De Wabo betreft de vergunning van rechtswege. Er zijn heel veel vergunningen. Ik zeg met nadruk dat wij die niet op een hoop willen vegen.

De voorzitter: Daar hebben wij het goed over gehad.

Minister Cramer: Daar hebben wij het inderdaad goed over gehad. De meerwaarde van de Wabo is dat al die vergunningen in één keer, aan één loket behandeld worden door de overheid. De bouwvergunningen, de monumentenzorg en de welstand worden nu apart geregeld en dat blijft zo. Het specialiteitsbeginsel wordt gehandhaafd. Het punt is de wijze waarop de zwakkere belangen, waartoe ik de monumentenzorg reken, in een goede balans kunnen worden afgewogen ten opzichte van de harde economische belangen. Hoe borg je een adequate afweging van belangen? Daarover zullen wij de Kamer nader informeren. Ook op dit punt hebben wij het liefst een integrale benadering. De intentie van de Kamer en ook van ons is om zaken integraal aan te pakken om afstemmingsproblemen aan het eind van het traject te vermijden. Wij proberen om alles wat wij willen borgen een plaats te geven aan het begin van het besluitvormingsproces zodat wij aan het eind van het proces een transparant overzicht hebben. Tot zover de hoofdlijnen.

De voorzitter: Kunt u nog iets zeggen over het tijdschema?

Minister Cramer: De ingangsdatum van de Wabo is nog steeds 1 januari 2010. Er is een zeer krap schema, want er moet nog heel veel gebeuren.

De voorzitter: Het wetsvoorstel moet nu ongeveer bij de Tweede Kamer liggen.

Minister Cramer: Ja. Ik kan nu niet de exacte data noemen, maar het schema is zodanig dat, als iedereen meewerkt, de ingangsdatum gehaald kan worden. Daarbij reken ik ook op de gemeenten, want zij moeten hun zaakjes dan ook voor elkaar hebben.

Ik heb al gezegd dat via de verankering in het Bro en daarmee in de bestemmingsplannen de belangen van erfgoed zijn geborgd. Dit gebeurt ook in de Wabo.

Hoe wordt geborgd dat er voldoende aandacht is voor cultuurhistorisch waardevol erfgoed? Is het voornemen om de wettelijke verplichting van een welstandstoets te schrappen niet een punt van zorg? Dat zullen wij niet zo maar doen als er nog geen nieuwe schoenen zijn. Wij gaan niet eerst dingen afschaffen zonder dat duidelijk is wat ervoor in de plaats komt. Ook daarover wordt de Kamer nader geïnformeerd.

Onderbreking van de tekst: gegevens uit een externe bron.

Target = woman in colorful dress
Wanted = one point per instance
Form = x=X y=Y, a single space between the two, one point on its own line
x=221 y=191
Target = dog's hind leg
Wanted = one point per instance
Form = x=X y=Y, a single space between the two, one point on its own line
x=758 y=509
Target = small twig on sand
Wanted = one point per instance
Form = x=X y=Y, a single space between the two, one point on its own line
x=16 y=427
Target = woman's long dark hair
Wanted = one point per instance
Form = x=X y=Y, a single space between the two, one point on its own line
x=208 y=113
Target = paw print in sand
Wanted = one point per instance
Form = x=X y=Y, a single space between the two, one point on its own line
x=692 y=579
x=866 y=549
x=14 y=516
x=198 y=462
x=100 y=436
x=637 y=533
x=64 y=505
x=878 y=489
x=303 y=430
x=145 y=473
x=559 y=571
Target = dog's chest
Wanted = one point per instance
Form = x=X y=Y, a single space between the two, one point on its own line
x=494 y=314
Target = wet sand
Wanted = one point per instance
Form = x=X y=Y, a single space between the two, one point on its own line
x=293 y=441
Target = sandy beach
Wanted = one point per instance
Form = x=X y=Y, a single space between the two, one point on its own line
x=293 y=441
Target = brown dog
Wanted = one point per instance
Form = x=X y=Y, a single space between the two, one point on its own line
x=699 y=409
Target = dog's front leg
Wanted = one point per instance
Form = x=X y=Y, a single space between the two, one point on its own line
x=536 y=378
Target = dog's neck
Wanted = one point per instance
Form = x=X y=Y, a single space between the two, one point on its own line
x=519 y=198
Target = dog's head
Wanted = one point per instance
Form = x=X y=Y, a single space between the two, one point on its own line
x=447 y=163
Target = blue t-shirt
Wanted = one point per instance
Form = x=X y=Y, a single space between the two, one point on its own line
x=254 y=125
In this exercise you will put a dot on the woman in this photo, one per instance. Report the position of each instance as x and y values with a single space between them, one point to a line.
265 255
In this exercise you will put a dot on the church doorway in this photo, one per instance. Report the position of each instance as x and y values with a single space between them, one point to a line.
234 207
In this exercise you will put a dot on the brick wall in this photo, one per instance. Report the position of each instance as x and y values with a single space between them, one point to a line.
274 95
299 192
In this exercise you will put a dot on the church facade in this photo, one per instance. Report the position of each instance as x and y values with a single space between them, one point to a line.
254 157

Wat betreft de Wabo en de lex silencio positivo hebben wij het over de termijn van acht weken gehad. Ik kan nu nog niet zeggen hoe wij het cultuurhistorisch erfgoed precies een plaats zullen geven in de planologische instrumenten. Daarover is nog overleg met collega’s nodig. Ik heb de hoofdlijn geschetst. Op het punt van de lex silencio positivo gebeurt er voorlopig niets anders dan ik met de Kamer besproken heb.

Het afwegen van de belangen is essentieel en dat geldt ook voor het transparant maken van de verschillende belangen. Het kabinet moet ervoor zorgen dat zowel bij de uitvoering van het Bro als van de Wabo de belangen transparant worden gemaakt en dat daarover duidelijk wordt gecommuniceerd, ook met andere belanghebbenden. Het moet duidelijk zijn wat er precies in de besluitvorming wordt afgewogen. Wij moeten nog wat huiswerk doen op het punt van de wijze van borging om hierover meer duidelijkheid te kunnen geven.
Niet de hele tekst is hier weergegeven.